Despite some criticism towards Shiller’s methods in this piece of research, it appears that some other forces are at work than rational behavior of market participants. Does that mean that market participants are irrational? It does to some extent. The psychologist Daniel Kahneman found in his pathbreaking research how and when human decision making is prone to errors and biases. His book “Thinking Fast And Slow” is an excellent summary of his lifetime insights into this field.
Our interpretation of Kahneman’s insights is the following: We tend to get influenced by our environment especially regarding diffuse topics. Basically, it means that we may get brainwashed into believing something we cannot entirely understand.

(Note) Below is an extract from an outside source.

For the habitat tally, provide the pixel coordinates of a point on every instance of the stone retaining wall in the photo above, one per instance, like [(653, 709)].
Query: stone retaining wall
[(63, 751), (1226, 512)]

How does this relate to the valuation of the stock market for example? Well, if the stock market increases and trusted friends tell the average household how great of an investment stocks are, it is quite likely that some are going to believe the story and buy into the direction of an increasing trend. This may be trend enforcing and spread out like a snowball across other friends and relatives especially after having successful feedback with one’s own investment.
Robert J. Shiller and George Akerlof explain in their book “Animal Spirits” how they view that psychological factors ultimately drive the economy. They emphasize feedback processes that ultimately drive prices, economies, and may even result in bubbles. A few research publications support their view. Positive feedback experiments in laboratory setups were able to reproduce price equilibria distant to their fundamental value. However, we should keep in mind that the world we live in is much to complex to be plugged into any research with all relevant aspects.
We do believe nevertheless that psychological factors can explain to great extent valuation excess whereas traditional economics fails to do so. We believe that those factors were at work during the tulip mania in the Netherlands, the pyramid schemes in Albania, or the south sea bubble. The future will bring new excesses in areas we probably do not expect today!
Valuations tend to be mean-reverting in the long run. Oscillation around long-run mean valuations develops in trends. We aim to recognize trends with tools from behavioral economics, technical analysis, big data, and common sense. Our main attention is dedicated to cyclical trends, which last months to years.